When Perl sees a regex comprised solely of a single variable, Perl checks to see if that variable is a Regexp object (what qr// returns). If it is, Perl knows that the regex has already been compiled, so it simply uses the compiled regex in the place of the regex.
Really? That is very interesting. So if I have:
my $true = qr/y(?:es|up)?|1|enabled?/i;
my $false = qr/n(?:o(?:pe)?)?|0|disabled?/i;
die "Need boolean input"
unless /^(?:$true|$false)$/;
if (/$true/)
{
do_stuff();
}
you're saying that in the
die's unless clause, it will need to completely recompile the regex?

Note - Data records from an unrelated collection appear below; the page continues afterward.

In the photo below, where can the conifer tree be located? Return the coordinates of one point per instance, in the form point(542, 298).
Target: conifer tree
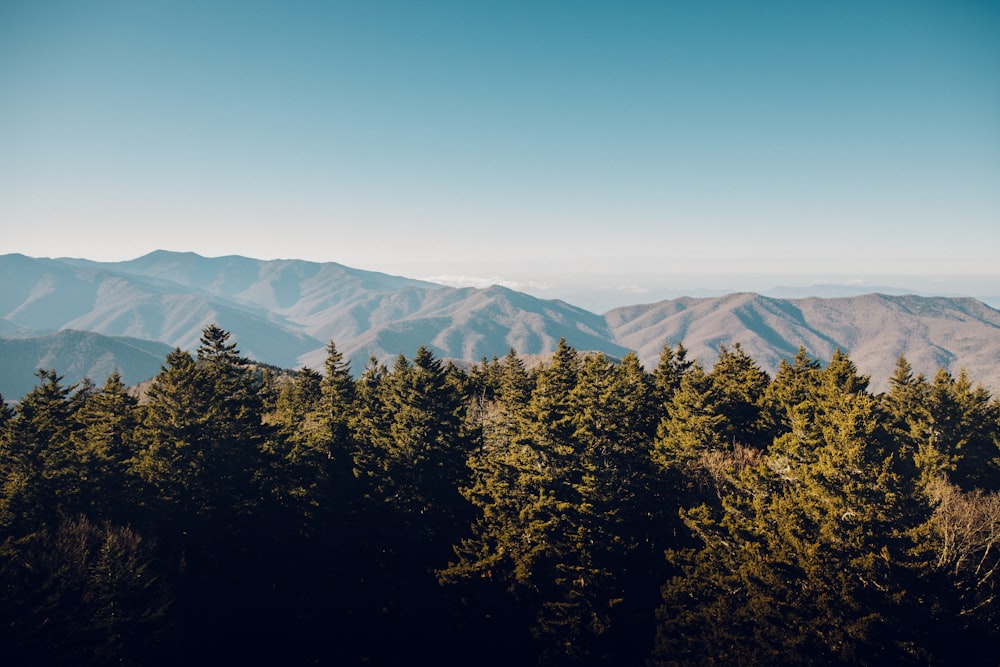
point(807, 559)
point(36, 458)
point(105, 445)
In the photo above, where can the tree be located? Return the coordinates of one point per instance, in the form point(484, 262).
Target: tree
point(36, 460)
point(104, 445)
point(807, 558)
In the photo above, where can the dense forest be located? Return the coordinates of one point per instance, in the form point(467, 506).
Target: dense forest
point(584, 512)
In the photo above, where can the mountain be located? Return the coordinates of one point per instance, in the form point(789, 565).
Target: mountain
point(75, 355)
point(284, 312)
point(932, 332)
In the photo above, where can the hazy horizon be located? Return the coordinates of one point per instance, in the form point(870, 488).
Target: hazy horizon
point(580, 151)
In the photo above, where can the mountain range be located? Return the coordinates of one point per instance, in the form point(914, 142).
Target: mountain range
point(85, 318)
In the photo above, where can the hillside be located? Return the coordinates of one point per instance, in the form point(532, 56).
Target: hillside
point(284, 312)
point(75, 355)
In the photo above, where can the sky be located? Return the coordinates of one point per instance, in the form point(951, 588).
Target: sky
point(603, 152)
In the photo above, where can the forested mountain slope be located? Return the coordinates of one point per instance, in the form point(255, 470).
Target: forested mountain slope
point(932, 332)
point(288, 310)
point(77, 354)
point(584, 511)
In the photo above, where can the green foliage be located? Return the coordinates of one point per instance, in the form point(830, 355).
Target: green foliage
point(501, 515)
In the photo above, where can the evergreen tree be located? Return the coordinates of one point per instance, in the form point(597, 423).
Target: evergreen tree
point(741, 385)
point(37, 476)
point(104, 446)
point(807, 560)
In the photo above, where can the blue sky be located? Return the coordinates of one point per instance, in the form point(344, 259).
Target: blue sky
point(561, 147)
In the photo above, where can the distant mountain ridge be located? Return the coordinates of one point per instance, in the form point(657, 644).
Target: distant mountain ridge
point(284, 312)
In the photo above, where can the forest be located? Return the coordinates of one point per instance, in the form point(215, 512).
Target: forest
point(585, 511)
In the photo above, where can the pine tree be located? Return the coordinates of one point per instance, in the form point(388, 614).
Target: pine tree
point(36, 458)
point(104, 445)
point(808, 557)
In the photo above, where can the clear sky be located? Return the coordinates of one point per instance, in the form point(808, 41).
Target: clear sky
point(618, 145)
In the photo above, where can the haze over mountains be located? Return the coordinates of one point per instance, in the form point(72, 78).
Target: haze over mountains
point(284, 312)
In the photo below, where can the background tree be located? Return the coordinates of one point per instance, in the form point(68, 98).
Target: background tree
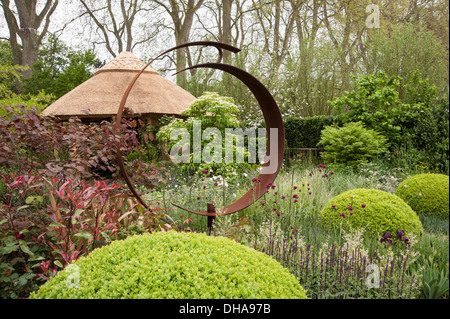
point(117, 23)
point(25, 21)
point(60, 69)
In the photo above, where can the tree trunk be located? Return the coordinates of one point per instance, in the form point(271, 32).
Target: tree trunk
point(25, 26)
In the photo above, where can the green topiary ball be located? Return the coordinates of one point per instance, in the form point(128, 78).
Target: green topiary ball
point(426, 193)
point(376, 211)
point(173, 265)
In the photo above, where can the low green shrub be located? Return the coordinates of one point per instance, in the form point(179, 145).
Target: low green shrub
point(351, 144)
point(376, 211)
point(426, 193)
point(174, 265)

That is not my interpretation, but I could be completely wrong here.
My assumption is that both $true and $false are compiled once, and only once, and the unless modifier above would not need to recompile either one.
Even if that is the case, I use code like the above because I like to be able to reuse a common criteria for truth and falseness across many expressions - sometimes, as in the die statement above, for validation that the value is something (i.e., not a typo - if someone had "y]", we'd not accidentally treat that as a false value, we'd simply reject it so the user could fix the typo), or, at other times, such as the if statement above, just to see which one it was. Which goes to the OP's question on why it's useful, somewhat in agreement with other posts here. I'm just showing a concrete example of real, live, production code where I use this construct.